Fonda Jennifer R, Loeffel Lauren B, Livingston Nicholas A, Knoff Aubrey A, Bravman Vladislav, Gradus Jaimie L, Adams Rachel Sayko
Author Affiliations: Translational Research Center for TBI and Stress Disorders (TRACTS), VA Boston Healthcare System, Boston, Massachusetts (Dr Fonda, Dr Knoff, and Mr Bravman); Department of Psychiatry, Boston University Chobanian and Avedisian School of Medicine, Boston, Massachusetts (Drs Fonda, Loeffel, Livingston, Gradus); Department of Psychiatry, Harvard University Medical School, Boston, Massachusetts (Dr Fonda); Department of Psychology, VA Boston Healthcare System, Boston, Massachusetts (Dr Loeffel); National Center for PSTD, Behavioral Science Division, VA Boston Healthcare System, Boston, Massachusetts (Dr Livingston); Department of Epidemiology, Boston University School of Public Health, Boston, Massachusetts (Dr Gradus); Department of Health Law, Policy and Management, Boston University School of Public Health, Boston, Massachusetts (Dr Adams); Rocky Mountain Mental Illness Research, Education, and Clinical Center (MIRECC), Rocky Mountain Regional VA Medical Center (RMR VAMC), Aurora, Colorado (Dr Adams).
Veterans Affairs Rocky Mountain Mental Illness Research Education and Clinical Center, Aurora, Colorado (Dr Adams).

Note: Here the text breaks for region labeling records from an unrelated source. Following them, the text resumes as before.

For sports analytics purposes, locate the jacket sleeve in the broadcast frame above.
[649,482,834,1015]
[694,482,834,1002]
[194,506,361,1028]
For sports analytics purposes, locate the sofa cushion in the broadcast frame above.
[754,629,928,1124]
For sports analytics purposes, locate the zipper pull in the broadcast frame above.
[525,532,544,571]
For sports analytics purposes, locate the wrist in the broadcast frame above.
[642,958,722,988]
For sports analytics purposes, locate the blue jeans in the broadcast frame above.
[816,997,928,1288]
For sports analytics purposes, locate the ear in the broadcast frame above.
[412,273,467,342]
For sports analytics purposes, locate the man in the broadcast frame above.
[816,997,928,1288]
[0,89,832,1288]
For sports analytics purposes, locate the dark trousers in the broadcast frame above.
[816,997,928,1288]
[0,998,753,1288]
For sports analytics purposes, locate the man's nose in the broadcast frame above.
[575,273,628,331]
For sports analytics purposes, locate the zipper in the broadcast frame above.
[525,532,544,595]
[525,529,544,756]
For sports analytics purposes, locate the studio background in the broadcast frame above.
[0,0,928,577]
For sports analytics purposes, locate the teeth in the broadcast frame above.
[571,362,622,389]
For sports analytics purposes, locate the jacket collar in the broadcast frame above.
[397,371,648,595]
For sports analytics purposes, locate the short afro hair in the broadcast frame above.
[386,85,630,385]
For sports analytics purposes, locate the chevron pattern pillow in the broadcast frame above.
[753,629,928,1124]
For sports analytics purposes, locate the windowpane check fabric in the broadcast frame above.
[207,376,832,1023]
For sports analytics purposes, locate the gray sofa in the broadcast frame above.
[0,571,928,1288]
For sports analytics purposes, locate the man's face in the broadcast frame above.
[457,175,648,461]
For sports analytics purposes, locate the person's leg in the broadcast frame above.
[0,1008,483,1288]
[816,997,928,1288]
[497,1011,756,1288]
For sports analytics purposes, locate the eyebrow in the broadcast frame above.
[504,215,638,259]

J Head Trauma Rehabil. 2025 Aug 21. doi: 10.1097/HTR.0000000000001098.
To determine whether there are sex-specific associations between traumatic brain injury (TBI) and nonfatal drug overdose, when considering psychiatric conditions as mediators of this association.
Veterans receiving care at national Department of Veterans Affairs (VA) facilities from April 2007 to December 2019.
1 231 406 post-9/11 veterans aged 18 to 65, with 11.0% males and 2.9% females with confirmed TBI.
Retrospective, longitudinal cohort study using VA medical record data.
Deployment-related TBI was defined as a confirmed diagnosis according to the VA TBI comprehensive evaluation; no deployment-related TBI was defined as no deployment-related head injury. Nonfatal overdose (any drug, and opioid-specific) were defined using International Classification of Diseases, Ninth and Tenth Revision codes. We performed sex-specific Cox-proportional hazards regressions for any drug and opioid overdose outcomes, adjusted for demographic and military characteristics. Mediation analyses were conducted to examine the role of psychiatric conditions (substance use, anxiety, mood, and posttraumatic stress disorders).
Compared to veterans without TBI, veterans with a history of TBI had approximately a 2-fold increased adjusted rate of any drug overdose (males: adjusted hazards ratio [aHR] = 1.93, 95% confidence interval [CI] = 1.84, 2.03; females: aHR = 1.82, 95% CI = 1.56, 2.12) and over a 2-fold increased adjusted rate of opioid-related overdose (males: aHR = 2.29, 95% CI = 2.03, 2.59; females: aHR = 2.43, 95% CI = 1.58, 3.74). The associations were partially attributable to comorbid psychiatric conditions, yet remained present after adjustment, for any drug overdose (males: aHR range, 1.38-1.86; females: aHR range, 1.45-1.89) and opioid-specific overdose (males: aHR range, 1.58-2.15; females: aHR range, 1.56-2.80) outcomes.
Veterans with deployment-related TBIs have a higher rate of nonfatal overdose, with similar associations for males and females. The associations were partially attributable to, but not fully explained by, comorbid psychiatric conditions.